In certain embodiments, treating inherited retinal degeneration or retinal cell death comprises reducing a decline in retinal nerve fiber layer thickness (e.g., the rate of retinal nerve fiber layer thinning compared to an individual treated with hydroxychloroquine alone).

In certain embodiments, treating inherited retinal degeneration or retinal cell death comprises reducing a decline in visual function (e.g., light responsiveness) in the eye (e.g., the rate of responsiveness compared to an individual treated with hydroxychloroquine alone). In certain embodiments, treating inherited retinal degeneration or retinal cell death comprises decreasing a decline (e.g., rate) in retinal nerve fiber layer thickness.

In certain embodiments, a method of treating inherited retinal degeneration or retinal cell death provided herein comprises administering the peptide prior to the autophagy inhibitor.
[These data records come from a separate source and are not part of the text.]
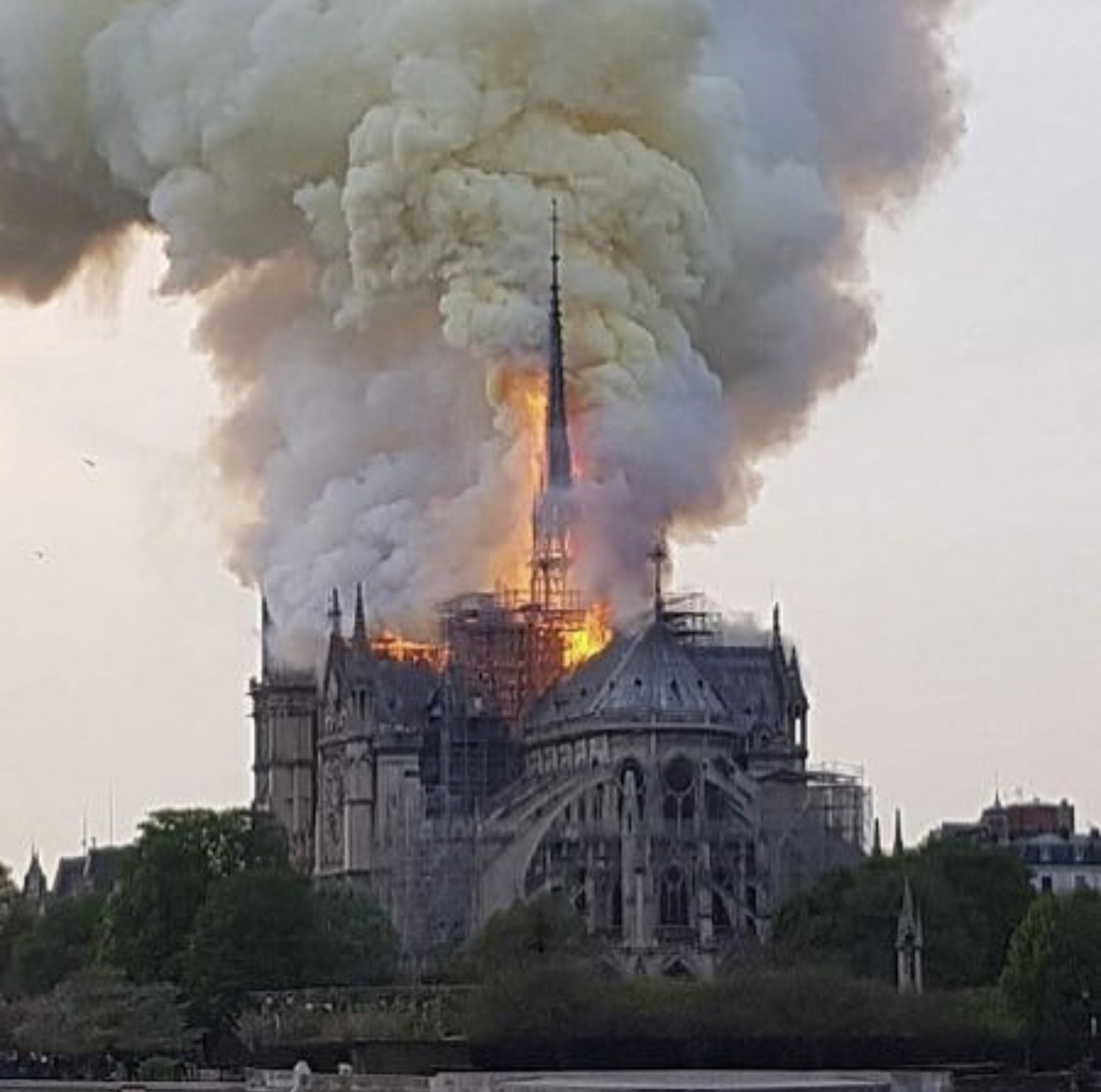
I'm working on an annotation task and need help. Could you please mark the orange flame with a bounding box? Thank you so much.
[371,629,447,672]
[563,604,613,672]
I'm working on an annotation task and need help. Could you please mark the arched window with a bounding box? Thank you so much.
[711,892,734,933]
[659,864,688,925]
[661,755,696,820]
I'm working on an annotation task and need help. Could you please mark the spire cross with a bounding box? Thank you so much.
[550,197,561,266]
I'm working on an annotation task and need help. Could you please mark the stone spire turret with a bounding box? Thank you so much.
[895,878,925,993]
[329,588,344,638]
[351,583,371,651]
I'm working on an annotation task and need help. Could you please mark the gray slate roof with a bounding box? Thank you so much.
[528,622,730,729]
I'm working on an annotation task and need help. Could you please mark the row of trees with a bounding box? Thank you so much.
[8,811,1101,1051]
[774,841,1101,1034]
[459,842,1101,1057]
[0,810,397,1054]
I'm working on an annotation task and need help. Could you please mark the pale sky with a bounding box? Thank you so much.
[0,0,1101,873]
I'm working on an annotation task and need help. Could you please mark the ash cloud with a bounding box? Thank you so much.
[0,0,961,654]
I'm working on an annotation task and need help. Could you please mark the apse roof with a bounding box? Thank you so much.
[528,620,730,729]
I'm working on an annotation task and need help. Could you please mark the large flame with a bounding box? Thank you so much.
[371,359,613,686]
[371,629,447,672]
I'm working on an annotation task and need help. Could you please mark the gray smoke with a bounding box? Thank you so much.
[0,0,960,651]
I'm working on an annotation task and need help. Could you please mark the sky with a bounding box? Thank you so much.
[0,0,1101,872]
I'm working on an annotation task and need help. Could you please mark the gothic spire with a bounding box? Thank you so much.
[260,590,272,682]
[546,201,574,488]
[351,583,369,651]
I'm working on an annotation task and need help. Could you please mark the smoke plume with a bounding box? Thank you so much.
[0,0,960,660]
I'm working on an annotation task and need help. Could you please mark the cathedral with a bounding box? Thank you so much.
[251,217,868,977]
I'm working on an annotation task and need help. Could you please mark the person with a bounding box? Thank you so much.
[291,1058,310,1092]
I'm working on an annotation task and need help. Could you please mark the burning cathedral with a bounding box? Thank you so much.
[251,215,868,975]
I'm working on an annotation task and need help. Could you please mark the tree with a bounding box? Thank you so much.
[15,968,194,1055]
[465,895,600,979]
[1001,892,1101,1034]
[0,863,35,991]
[11,895,105,994]
[184,869,314,1024]
[308,888,397,987]
[104,810,286,983]
[774,841,1033,988]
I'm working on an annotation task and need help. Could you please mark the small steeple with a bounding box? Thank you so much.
[895,877,925,993]
[260,591,272,682]
[351,583,370,651]
[646,535,669,622]
[329,588,344,637]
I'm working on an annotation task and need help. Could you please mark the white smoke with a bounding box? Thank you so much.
[0,0,960,660]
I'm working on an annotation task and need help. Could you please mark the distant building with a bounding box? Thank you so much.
[933,796,1101,895]
[936,793,1074,846]
[22,850,50,914]
[1018,830,1101,895]
[22,846,127,914]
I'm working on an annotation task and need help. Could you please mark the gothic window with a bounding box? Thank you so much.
[661,755,696,821]
[711,892,733,932]
[660,864,688,925]
[619,760,646,819]
[704,784,729,823]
In certain embodiments, a method of treating inherited retinal degeneration or retinal cell death comprises administering the autophagy inhibitor prior to the peptide.

In certain embodiments, the autophagy inhibitor is hydroxychloroquine. In certain embodiments, the hydroxychloroquine comprises a hydroxychloroquine molecule or a salt of hydroxychloroquine, a metabolite of hydroxychloroquine, or prodrug of hydroxychloroquine. In certain embodiments, hydroxychloroquine is administered orally.

In some embodiments, the method comprises administering each composition to the vitreous humor of the eye. In some embodiments, the peptide has a half-life in the vitreous humor greater than about 30 days. In some embodiments, the peptide has a half-life in the vitreous humor greater than about 90 days. In some embodiments, the peptide has a half-life in the vitreous humor greater than about 180 days. In some embodiments, the peptide has a half-life in the vitreous humor greater than about 200 days. In some embodiments, the method comprises using the vitreous humor as a depot to provide the peptide to retinal tissue in the eye. In certain embodiments, the peptide is present in the vitreous humor greater than about 8 weeks after administration. In certain embodiments, the peptide is present in the vitreous humor greater than about 10 weeks after administration. In certain embodiments, the peptide is present in the vitreous humor greater than about 12 weeks after administration. In certain embodiments, the peptide is present in the vitreous humor greater than about 16 weeks after administration. In certain embodiments, the peptide is present in the vitreous humor greater than about 20 weeks after administration. In certain embodiments, the peptide is present in the vitreous humor greater than about 24 weeks after administration. In certain embodiments, the peptide is present in the vitreous humor greater than about 30 weeks after administration. In certain embodiments, the peptide is present in the vitreous humor greater than about 40 weeks after administration. In certain embodiments, the peptide is present in the vitreous humor greater than about 50 weeks after administration.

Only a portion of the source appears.